Gender political wars
John Shailer writes: Re. “Cox to Gillard: take gender distractions off the menu” (yesterday). In a desperate ploy to distract her panicked, knife-wielding MPs, Julia Gillard renews her spurious gender attack against Tony Abbott (and all males wearing blue ties). I was a member of a service club with Tony, who was instrumental in having women accepted as members. He has surrounded himself with talented women, and this year his “Pollies Pedal” charity raised $148,000 for the Manly Womens Shelter.
In contrast, Julia has repaid Rudd-executioner David Feeney with endorsement for a safe seat against a well-qualified female candidate. Her hypocrisy is breathtaking!
Marie Coleman writes: Let us be very clear indeed: while regulation of abortion does indeed sit with states and territories (most but not all of whom have removed it to various degrees from their Criminal Codes), loss of Commonwealth funding through the Pharmaceutical Benefits Scheme and Medicare Benefits Schedule would bring access to abortion crashing back to the sixties. The PM is correct to point this out. Has everyone forgotten the Madigan Bill now in the Senate?
Martin Gordon writes: Politics is sometimes about creating differences when they really don’t exist. The Gillard blue tie speech is definitively targeted on the faithful amongst women. Several Gillard claims are not completely true. For example equal pay for women first came from a 1969 arbitration case, not Whitlam, childcare was first provided under the McMahon Coalition government in 1972, and it’s the ALP that has actually cut childcare rebates of late rather than the Coalition.

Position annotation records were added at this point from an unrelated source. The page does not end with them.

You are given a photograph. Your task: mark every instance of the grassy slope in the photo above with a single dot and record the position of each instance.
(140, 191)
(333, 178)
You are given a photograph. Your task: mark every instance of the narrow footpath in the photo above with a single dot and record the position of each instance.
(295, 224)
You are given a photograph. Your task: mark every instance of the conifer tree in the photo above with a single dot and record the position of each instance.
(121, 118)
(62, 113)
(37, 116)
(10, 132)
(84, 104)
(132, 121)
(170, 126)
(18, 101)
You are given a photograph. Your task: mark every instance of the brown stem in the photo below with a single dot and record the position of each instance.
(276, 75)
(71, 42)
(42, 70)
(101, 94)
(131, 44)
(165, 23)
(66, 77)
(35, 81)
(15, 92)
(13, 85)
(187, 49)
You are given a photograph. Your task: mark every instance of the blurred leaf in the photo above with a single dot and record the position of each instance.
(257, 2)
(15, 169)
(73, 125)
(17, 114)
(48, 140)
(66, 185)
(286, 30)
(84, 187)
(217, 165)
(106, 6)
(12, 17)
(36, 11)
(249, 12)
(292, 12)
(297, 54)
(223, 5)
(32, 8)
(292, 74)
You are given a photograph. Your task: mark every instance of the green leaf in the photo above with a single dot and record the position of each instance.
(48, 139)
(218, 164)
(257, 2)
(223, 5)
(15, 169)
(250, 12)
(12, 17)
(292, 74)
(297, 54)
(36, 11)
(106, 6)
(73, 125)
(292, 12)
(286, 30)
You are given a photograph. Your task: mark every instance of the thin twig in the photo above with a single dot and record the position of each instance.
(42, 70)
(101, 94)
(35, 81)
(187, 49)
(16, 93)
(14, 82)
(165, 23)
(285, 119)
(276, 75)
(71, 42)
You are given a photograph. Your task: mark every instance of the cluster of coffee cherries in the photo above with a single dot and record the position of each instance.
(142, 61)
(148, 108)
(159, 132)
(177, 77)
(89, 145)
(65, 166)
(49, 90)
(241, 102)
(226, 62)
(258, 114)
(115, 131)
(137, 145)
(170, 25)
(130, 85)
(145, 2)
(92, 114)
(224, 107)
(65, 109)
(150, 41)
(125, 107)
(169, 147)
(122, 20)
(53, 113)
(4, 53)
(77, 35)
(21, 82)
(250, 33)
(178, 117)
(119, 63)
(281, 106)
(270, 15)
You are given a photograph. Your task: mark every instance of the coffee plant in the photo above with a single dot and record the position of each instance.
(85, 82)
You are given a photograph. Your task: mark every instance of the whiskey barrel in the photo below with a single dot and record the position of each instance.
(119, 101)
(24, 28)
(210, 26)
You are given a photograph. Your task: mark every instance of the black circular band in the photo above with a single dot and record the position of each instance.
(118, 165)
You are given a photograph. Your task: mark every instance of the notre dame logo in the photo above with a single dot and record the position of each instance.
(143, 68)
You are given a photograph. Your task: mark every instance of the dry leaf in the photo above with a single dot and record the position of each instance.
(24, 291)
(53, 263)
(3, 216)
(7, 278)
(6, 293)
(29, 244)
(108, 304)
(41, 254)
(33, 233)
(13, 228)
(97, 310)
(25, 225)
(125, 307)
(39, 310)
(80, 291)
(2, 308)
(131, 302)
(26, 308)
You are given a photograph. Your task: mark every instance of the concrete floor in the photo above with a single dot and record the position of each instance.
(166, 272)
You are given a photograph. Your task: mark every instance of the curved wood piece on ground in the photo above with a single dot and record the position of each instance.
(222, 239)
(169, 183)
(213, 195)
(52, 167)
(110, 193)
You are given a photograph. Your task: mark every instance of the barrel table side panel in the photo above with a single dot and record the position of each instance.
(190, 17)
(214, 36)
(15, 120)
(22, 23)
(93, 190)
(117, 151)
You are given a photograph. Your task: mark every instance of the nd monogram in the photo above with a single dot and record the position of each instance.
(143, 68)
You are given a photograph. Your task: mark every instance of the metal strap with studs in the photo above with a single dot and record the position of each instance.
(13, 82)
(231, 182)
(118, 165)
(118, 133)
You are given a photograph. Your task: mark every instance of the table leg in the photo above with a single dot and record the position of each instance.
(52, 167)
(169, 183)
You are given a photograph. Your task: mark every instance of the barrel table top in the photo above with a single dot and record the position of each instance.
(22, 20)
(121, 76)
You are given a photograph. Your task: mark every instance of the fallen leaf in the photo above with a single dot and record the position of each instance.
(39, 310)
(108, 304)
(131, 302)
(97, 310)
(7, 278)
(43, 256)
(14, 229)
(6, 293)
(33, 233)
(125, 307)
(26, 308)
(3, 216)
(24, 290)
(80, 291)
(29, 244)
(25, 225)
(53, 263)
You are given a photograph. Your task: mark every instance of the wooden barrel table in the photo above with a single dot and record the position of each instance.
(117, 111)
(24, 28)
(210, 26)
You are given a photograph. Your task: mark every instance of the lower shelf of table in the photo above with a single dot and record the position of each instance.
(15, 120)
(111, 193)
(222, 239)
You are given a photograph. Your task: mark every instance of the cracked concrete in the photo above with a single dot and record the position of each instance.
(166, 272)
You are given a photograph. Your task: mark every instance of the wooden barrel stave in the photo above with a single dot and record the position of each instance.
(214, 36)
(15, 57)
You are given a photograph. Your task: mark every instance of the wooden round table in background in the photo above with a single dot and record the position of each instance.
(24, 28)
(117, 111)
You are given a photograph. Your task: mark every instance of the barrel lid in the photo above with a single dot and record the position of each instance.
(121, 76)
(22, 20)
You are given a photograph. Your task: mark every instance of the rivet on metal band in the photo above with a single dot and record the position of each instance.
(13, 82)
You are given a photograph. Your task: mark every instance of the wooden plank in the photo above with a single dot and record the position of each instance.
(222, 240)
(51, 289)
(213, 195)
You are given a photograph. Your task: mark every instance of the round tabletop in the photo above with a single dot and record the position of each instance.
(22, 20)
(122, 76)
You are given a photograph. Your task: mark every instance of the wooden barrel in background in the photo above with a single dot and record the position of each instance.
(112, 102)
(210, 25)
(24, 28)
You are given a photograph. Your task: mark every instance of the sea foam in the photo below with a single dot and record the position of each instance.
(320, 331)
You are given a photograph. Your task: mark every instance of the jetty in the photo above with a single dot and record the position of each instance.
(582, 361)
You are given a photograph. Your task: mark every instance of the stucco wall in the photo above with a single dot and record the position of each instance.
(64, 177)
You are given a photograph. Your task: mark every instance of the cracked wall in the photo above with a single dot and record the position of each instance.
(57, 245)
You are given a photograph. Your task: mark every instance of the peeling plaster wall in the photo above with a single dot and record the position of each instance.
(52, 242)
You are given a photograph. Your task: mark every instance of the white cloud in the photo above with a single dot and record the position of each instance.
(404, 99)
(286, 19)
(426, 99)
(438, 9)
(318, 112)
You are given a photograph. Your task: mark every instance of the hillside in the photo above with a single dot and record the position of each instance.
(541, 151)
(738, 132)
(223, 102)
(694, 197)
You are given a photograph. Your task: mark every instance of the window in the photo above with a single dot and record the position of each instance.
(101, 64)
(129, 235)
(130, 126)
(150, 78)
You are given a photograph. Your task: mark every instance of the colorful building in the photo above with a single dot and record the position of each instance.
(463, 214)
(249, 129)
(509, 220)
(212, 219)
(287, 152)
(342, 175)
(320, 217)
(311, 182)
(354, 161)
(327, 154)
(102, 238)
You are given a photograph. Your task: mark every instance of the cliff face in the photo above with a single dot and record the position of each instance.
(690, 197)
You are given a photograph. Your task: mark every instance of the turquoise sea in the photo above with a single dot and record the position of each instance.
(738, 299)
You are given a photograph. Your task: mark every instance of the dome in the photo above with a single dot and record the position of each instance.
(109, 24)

The much lauded Maternity Allowance specifically excluded Aboriginal Australian, Asian, Pacific Islander and Papuan women, which Gillard did not mention. As well the claim Labor leads on women issues flies in the face of history, the first women MPs in all states were all Liberals. It is only in recent decades there are any serious number of ALP women in parliament at all. In 1980 there were no ALP women in the NSW House of Assembly for example (while the only woman there was the Deputy Liberal leader).
For the elite the ALP has being most helpful, but that does not extend to most women at all. Has the ALP reached the point where facts don’t matter and lies are trotted out like confetti? It’s pure desperation.
Doing Rudd’s numbers
Dave Lennon writes: Re. “Leadership number crunch: Gillard ahead, but gap closing” (yesterday). I reckon you missed one stunning stat that further underlines the lack of understanding of exactly what the old 71-31 vote really meant.
This has become a hobby horse of mine because if you look at the polls when the 71-31 vote happened it was blatantly clear that on those numbers some MP’s had voted for losing their seats rather than tolerate Rudd as leader again.
So working on your list I started from the seat of Richmond which would go with a 7% swing against the government and worked back into more marginal territory or into the seats increasingly likely to fall. By my count of those most likely to lose their seats in September 17 support the PM and 13 support Rudd.
In the unlikely event there is another spill, candidates can’t vote anyway so for this they are irrelevant. If you take it back to all the seats on under 10% Gillard’s margin blows out to 24-17.
The punchline is there have been occasional outbreaks of reporting on just how impossible and degrading it is to work for Kevin Rudd and based on the reportage i’ve seen of the issue the majority of his supporters are that purely because “he has the best chance of winning the election”.
Maybe the fact that as many as 24 ALP MPs in the face of terrible internal destabilisation and discouraging poll numbers believe it is more honourable to perish with Julia Gillard than survive with someone like Rudd says the soul of the ALP is not yet dead and there are true believers in what the party stands for still.
This of course, assumes your list is accurate.
John Richardson writes: Re. “Richard Farmer’s chunky bits” (yesterday). Richard Farmer’s observation that the share of GDP going to labour has been in long-term decline around the world, due to ‘technological progress, trade globalisation, the expansion of financial markets & decreasing union density’, is to ignore one of the most significant drivers of this phenomena, which is the burgeoning profitability of corporations, fuelled by the corresponding decline in income tax being paid, as a result of the diligent use of tax havens.
That 61 of Australia’s top 100 companies operate subsidiaries in tax havens, whilst 40% of big businesses pay no income tax surely says it all.
John Richardson: could you please indicate where those numbers come from (I don’t doubt them)? Thanks.